W3C home > Mailing lists > Public > xmlschema-dev@w3.org > January 2007

Re: regex help

From: Pete Cordell <petexmldev@tech-know-ware.com>
Date: Thu, 4 Jan 2007 09:35:03 -0000
Message-ID: <004c01c72fe4$4aca7660$1c00a8c0@Codalogic>
To: "Tsao, Scott" <scott.tsao@boeing.com>, <xmlschema-dev@w3.org>

Just a note on the greediness mentioned here...

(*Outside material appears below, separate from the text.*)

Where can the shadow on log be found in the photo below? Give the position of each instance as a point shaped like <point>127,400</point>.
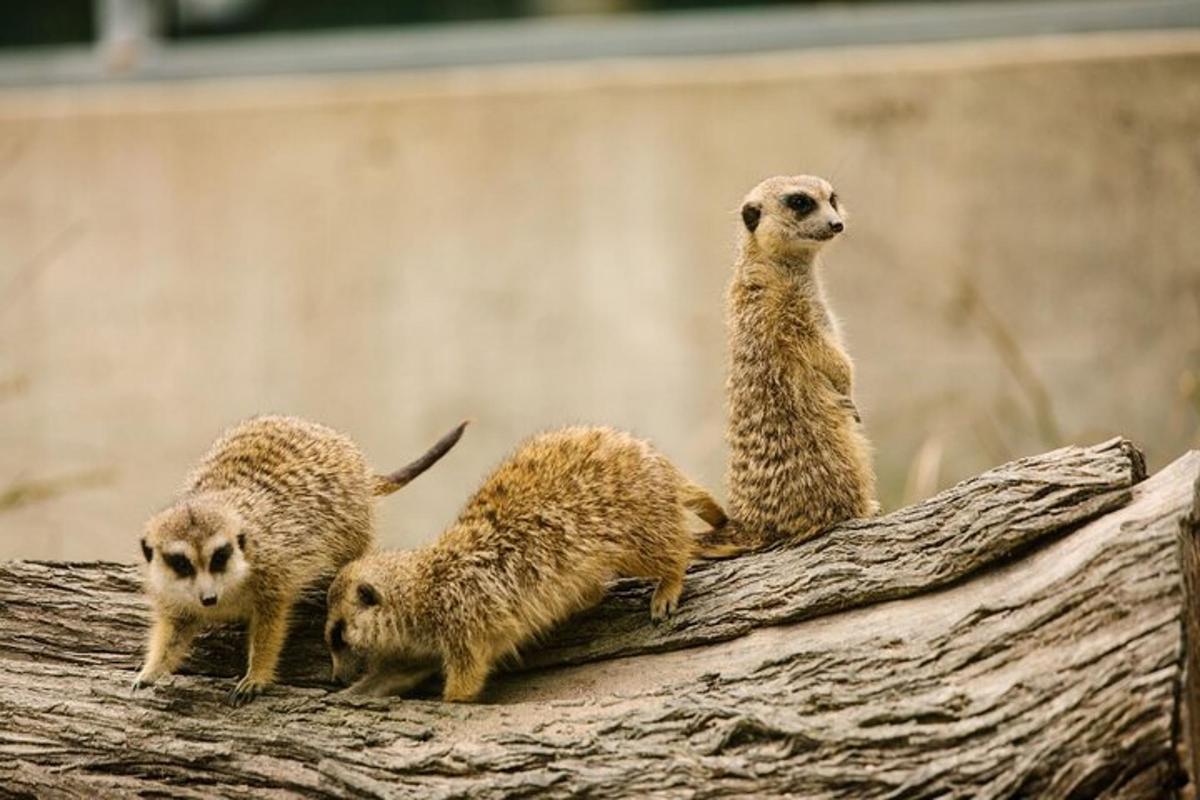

My understanding is that the greediness of a regular expression is only an 
issue when you are capturing the values of sub-patterns within the target 
data.  (e.g. in Perl 'ML123' =~ /ML(\d+)/; captures 123 into $1.)  When only 
doing matching, eventually, if possible, the pattern will be matched 
irrespective of whether greedy or non-greedy matching is used.

Greediness just affects whether the regular expression engine attempts to 
grab lots of content for a sub-expression in it's first attempt and them 
back track, or attempts to capture the minimal amount in its first attempt 
and then forward track (not sure if that's a proper term!).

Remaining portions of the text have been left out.